# FKEA Clustering Demo

This repository contains a demo script for performing image and text clustering using the `FKEA_Evaluator` class from the FKEA package. The script demonstrates how to set up and run the FKEA evaluator for clustering tasks and compute diversity scores for both image and text datasets.

## Requirements

- Python 3.x
- FKEA package
- pickle
- torch
- torchvision (for image processing)
- transformers
- datasets

## Image Clustering
The script performs image clustering using a specified feature extractor and evaluates the diversity of the clustering. Set the parameters for the FKEA evaluator:

num_samples: Number of samples to use for clustering.
sigma: Gaussian Kernel Bandwidth Parameter.
rff_dim: Dimensionality for random Fourier features (note that final dimension of the matrix is two times this number).
Initialize the FKEA_Evaluator with the desired settings and set the feature extractor.

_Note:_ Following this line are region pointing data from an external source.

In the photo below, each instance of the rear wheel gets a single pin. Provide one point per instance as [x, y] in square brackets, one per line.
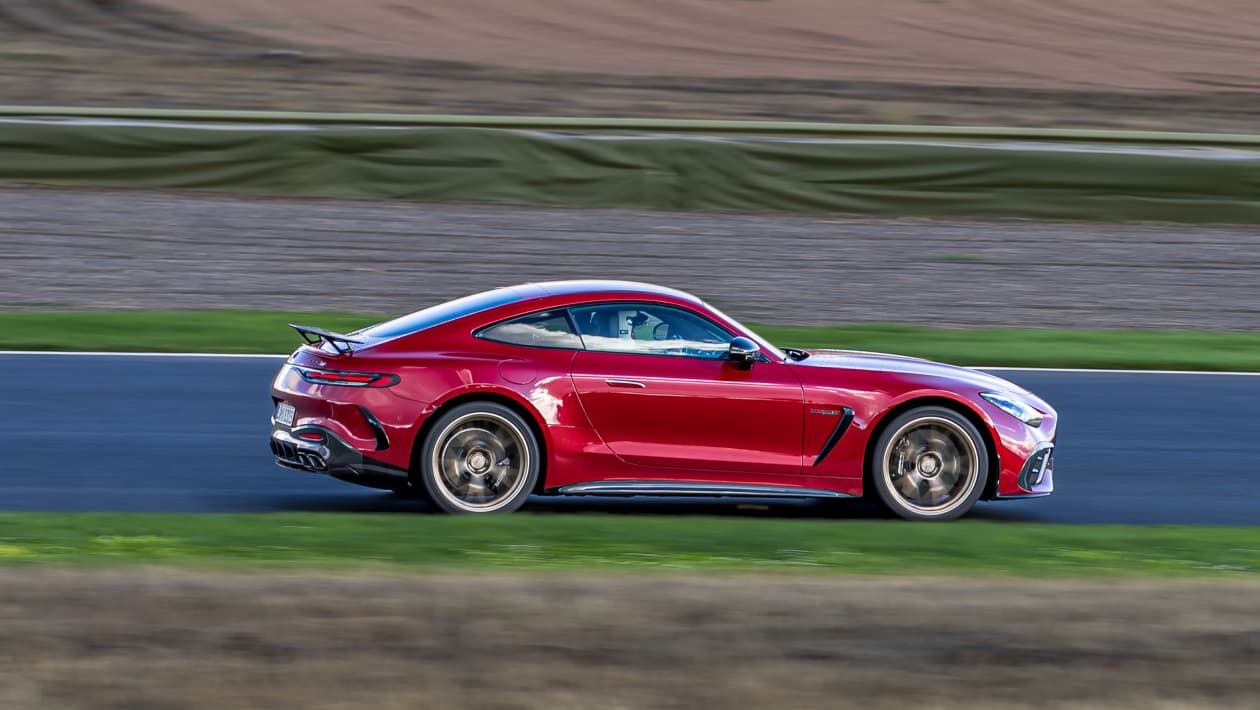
[930, 463]
[480, 458]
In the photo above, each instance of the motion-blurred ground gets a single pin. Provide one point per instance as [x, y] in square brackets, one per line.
[76, 250]
[1140, 63]
[153, 638]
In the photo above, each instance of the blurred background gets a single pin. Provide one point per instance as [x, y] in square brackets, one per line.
[1113, 249]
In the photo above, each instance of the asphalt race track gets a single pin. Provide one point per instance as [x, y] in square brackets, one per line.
[189, 434]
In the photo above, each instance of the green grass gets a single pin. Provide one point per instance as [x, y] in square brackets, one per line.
[607, 542]
[265, 332]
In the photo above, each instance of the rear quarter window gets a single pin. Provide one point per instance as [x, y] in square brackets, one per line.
[546, 329]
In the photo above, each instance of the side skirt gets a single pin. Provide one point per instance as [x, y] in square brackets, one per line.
[684, 488]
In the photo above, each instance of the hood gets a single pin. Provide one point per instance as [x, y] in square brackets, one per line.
[882, 362]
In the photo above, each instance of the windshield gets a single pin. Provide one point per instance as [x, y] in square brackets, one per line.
[440, 313]
[766, 344]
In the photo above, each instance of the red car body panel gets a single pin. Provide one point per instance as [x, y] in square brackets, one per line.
[631, 416]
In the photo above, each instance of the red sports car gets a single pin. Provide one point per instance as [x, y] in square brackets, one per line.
[621, 389]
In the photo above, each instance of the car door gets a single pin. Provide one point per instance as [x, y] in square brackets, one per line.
[653, 382]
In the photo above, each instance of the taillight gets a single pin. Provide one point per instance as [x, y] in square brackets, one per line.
[347, 378]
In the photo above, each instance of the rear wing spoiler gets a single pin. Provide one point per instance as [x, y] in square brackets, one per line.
[315, 336]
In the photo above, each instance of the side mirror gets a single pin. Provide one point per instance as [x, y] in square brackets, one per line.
[742, 353]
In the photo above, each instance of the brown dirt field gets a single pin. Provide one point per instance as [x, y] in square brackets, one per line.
[1059, 44]
[67, 249]
[1132, 63]
[160, 638]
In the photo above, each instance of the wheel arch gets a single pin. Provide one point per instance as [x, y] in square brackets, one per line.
[515, 405]
[972, 415]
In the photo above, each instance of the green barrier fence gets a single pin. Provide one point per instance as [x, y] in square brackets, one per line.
[922, 174]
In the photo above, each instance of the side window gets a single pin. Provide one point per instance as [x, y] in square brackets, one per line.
[544, 329]
[650, 329]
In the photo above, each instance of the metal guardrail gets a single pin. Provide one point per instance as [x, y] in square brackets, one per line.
[799, 129]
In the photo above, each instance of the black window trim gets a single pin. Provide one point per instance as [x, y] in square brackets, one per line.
[568, 318]
[657, 304]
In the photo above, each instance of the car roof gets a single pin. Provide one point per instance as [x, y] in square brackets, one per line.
[605, 286]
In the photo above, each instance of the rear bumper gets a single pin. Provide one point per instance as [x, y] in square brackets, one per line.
[299, 449]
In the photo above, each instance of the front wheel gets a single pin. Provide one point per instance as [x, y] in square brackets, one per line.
[480, 458]
[930, 463]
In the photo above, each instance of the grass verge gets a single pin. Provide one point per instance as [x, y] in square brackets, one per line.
[607, 542]
[265, 332]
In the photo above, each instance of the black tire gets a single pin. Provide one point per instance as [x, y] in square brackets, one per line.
[929, 464]
[479, 458]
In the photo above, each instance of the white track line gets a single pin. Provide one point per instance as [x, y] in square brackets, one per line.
[987, 367]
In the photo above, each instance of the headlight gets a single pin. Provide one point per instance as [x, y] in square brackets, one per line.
[1014, 407]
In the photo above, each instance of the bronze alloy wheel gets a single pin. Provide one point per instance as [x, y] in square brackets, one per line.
[930, 464]
[480, 458]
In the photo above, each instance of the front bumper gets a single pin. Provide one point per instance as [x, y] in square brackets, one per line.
[299, 449]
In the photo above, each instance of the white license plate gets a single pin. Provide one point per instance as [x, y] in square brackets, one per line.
[285, 414]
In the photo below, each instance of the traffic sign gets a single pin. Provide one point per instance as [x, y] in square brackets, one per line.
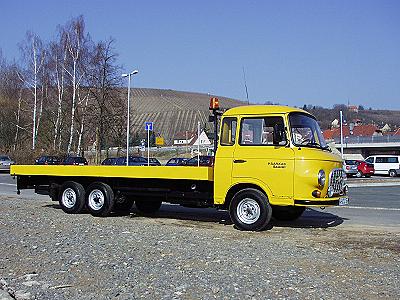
[149, 126]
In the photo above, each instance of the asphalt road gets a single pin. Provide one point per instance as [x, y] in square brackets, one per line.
[371, 206]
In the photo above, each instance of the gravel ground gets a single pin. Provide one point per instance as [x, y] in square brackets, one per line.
[187, 254]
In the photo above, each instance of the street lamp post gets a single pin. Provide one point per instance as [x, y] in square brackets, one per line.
[128, 116]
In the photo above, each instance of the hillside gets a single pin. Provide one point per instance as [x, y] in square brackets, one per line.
[172, 111]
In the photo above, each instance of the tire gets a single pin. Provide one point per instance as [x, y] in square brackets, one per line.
[250, 210]
[123, 204]
[100, 199]
[287, 213]
[148, 206]
[71, 197]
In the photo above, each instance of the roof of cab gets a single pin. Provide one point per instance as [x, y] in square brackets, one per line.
[261, 109]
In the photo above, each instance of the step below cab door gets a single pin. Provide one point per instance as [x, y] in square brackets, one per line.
[262, 156]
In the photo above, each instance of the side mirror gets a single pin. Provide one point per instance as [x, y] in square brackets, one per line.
[280, 137]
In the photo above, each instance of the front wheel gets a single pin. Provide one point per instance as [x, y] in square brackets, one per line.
[250, 210]
[287, 213]
[100, 199]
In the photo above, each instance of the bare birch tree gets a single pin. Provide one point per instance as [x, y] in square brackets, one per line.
[76, 43]
[33, 56]
[104, 80]
[58, 59]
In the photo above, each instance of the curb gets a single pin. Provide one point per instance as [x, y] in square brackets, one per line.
[363, 184]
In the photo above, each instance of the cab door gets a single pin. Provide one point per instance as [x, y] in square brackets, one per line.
[224, 158]
[263, 158]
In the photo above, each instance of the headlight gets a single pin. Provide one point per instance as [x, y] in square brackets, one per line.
[321, 178]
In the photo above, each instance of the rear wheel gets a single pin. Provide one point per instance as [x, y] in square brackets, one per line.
[250, 210]
[148, 206]
[287, 213]
[100, 199]
[72, 197]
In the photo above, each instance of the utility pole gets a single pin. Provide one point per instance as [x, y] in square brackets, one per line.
[245, 86]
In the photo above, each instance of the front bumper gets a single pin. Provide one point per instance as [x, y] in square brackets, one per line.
[340, 201]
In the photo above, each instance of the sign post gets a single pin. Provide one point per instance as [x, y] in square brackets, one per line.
[149, 127]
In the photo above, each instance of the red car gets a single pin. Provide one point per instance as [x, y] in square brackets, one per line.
[364, 169]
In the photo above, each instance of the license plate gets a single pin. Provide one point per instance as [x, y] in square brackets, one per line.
[343, 201]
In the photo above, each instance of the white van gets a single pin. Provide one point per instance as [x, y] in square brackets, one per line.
[385, 164]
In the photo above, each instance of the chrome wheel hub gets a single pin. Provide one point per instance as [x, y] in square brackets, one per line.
[68, 198]
[96, 199]
[248, 211]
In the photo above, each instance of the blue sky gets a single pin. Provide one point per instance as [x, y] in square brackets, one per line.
[294, 52]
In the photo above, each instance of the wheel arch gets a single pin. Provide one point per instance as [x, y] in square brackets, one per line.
[240, 186]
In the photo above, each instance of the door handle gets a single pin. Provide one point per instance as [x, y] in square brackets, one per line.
[239, 161]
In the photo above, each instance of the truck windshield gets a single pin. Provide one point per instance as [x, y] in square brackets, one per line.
[305, 131]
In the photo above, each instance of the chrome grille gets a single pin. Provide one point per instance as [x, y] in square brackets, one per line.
[337, 181]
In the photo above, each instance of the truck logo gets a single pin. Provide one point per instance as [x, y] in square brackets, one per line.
[277, 165]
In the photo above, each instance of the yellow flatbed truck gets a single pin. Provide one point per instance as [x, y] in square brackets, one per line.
[270, 161]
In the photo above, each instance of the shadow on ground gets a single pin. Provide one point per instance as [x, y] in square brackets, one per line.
[310, 219]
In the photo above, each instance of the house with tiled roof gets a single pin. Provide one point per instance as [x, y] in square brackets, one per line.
[353, 131]
[190, 138]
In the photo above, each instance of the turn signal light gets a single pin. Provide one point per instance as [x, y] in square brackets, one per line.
[316, 194]
[214, 103]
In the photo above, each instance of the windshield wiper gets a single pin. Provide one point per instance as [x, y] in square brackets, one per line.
[316, 145]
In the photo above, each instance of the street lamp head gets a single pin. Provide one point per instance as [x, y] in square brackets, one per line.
[129, 74]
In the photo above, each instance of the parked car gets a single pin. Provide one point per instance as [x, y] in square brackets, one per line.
[364, 169]
[350, 167]
[75, 160]
[176, 161]
[154, 161]
[205, 160]
[133, 161]
[5, 163]
[385, 164]
[48, 160]
[109, 161]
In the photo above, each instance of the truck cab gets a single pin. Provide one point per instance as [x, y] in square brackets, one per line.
[277, 153]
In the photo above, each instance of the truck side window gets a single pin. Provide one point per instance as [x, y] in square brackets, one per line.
[260, 131]
[228, 133]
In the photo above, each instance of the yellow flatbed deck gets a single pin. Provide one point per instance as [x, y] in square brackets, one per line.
[157, 172]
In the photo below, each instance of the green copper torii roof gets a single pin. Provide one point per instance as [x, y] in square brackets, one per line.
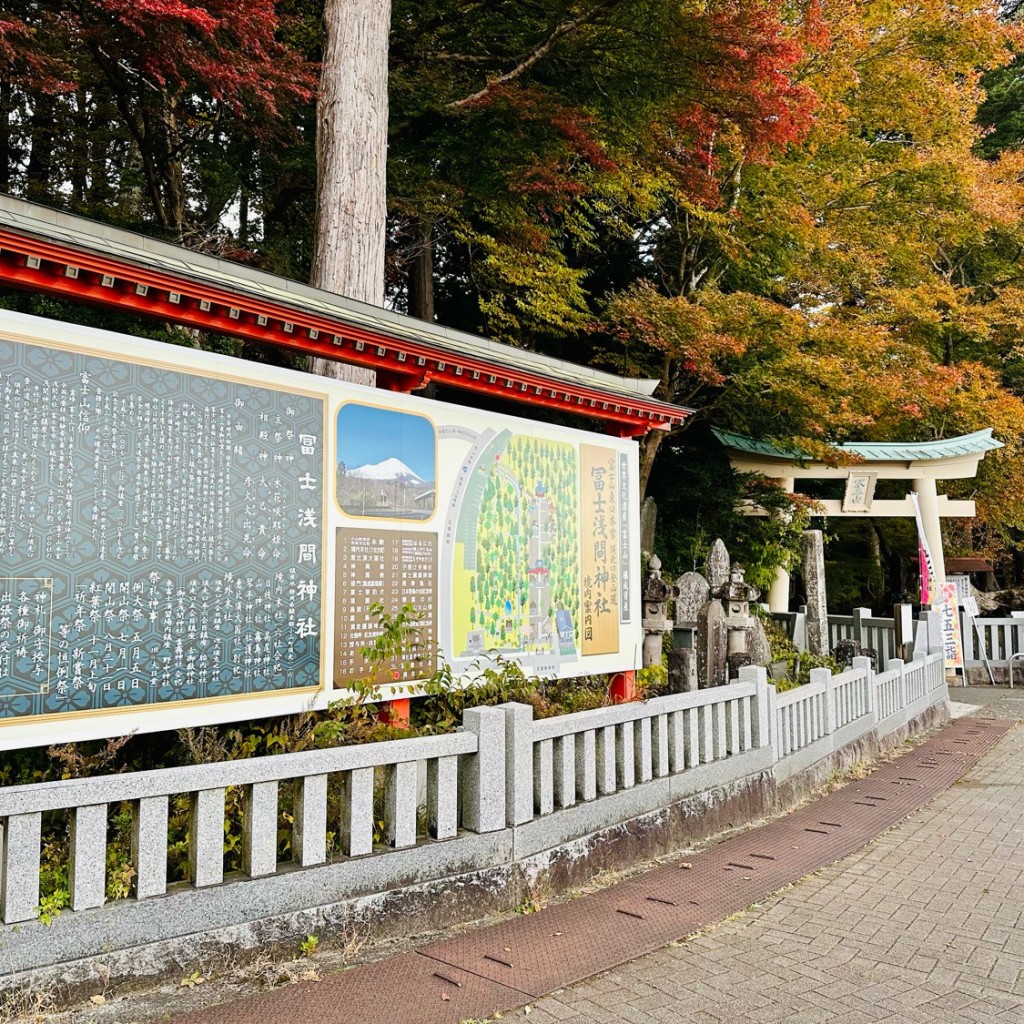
[952, 448]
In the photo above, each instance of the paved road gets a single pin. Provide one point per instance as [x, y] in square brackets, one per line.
[923, 925]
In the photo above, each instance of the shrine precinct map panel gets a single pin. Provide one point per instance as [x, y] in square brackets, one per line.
[161, 535]
[189, 539]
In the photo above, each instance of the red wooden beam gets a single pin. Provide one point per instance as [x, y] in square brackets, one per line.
[401, 365]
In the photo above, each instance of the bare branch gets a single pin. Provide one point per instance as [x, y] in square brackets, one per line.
[539, 52]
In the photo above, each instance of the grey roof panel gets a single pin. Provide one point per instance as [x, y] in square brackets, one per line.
[155, 254]
[974, 443]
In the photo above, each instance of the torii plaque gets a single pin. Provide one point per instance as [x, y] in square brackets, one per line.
[921, 463]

Create an ImageFilesDataset with the path to your image dataset. Then compute clusters and scores

## Text Clustering
The script also performs text clustering and evaluates the diversity of the clustering using a specified feature extractor for text embeddings. Set the parameters for the FKEA evaluator as in the image clustering section.

Initialize the FKEA_Evaluator and set the feature extractor. Load the text data and corresponding embeddings. Currently, only image data provides data embedding functionality, text module requires external embedding generation which could be loaded directly into this script.

## Notes
- Ensure you update the paths and filenames to match your local environment.
- Adjust the result_name, and other parameters as needed for your specific use case.
- The script assumes that the embeddings for text data are stored in a pickle file (or equivalent) and can be converted to a torch tensor.


This `README.md` file provides a clear and concise guide for users to understand and run the demo script, including installation instructions, usage examples, and parameter explanations. Adjust the paths and filenames in the script to match your specific environment and dataset.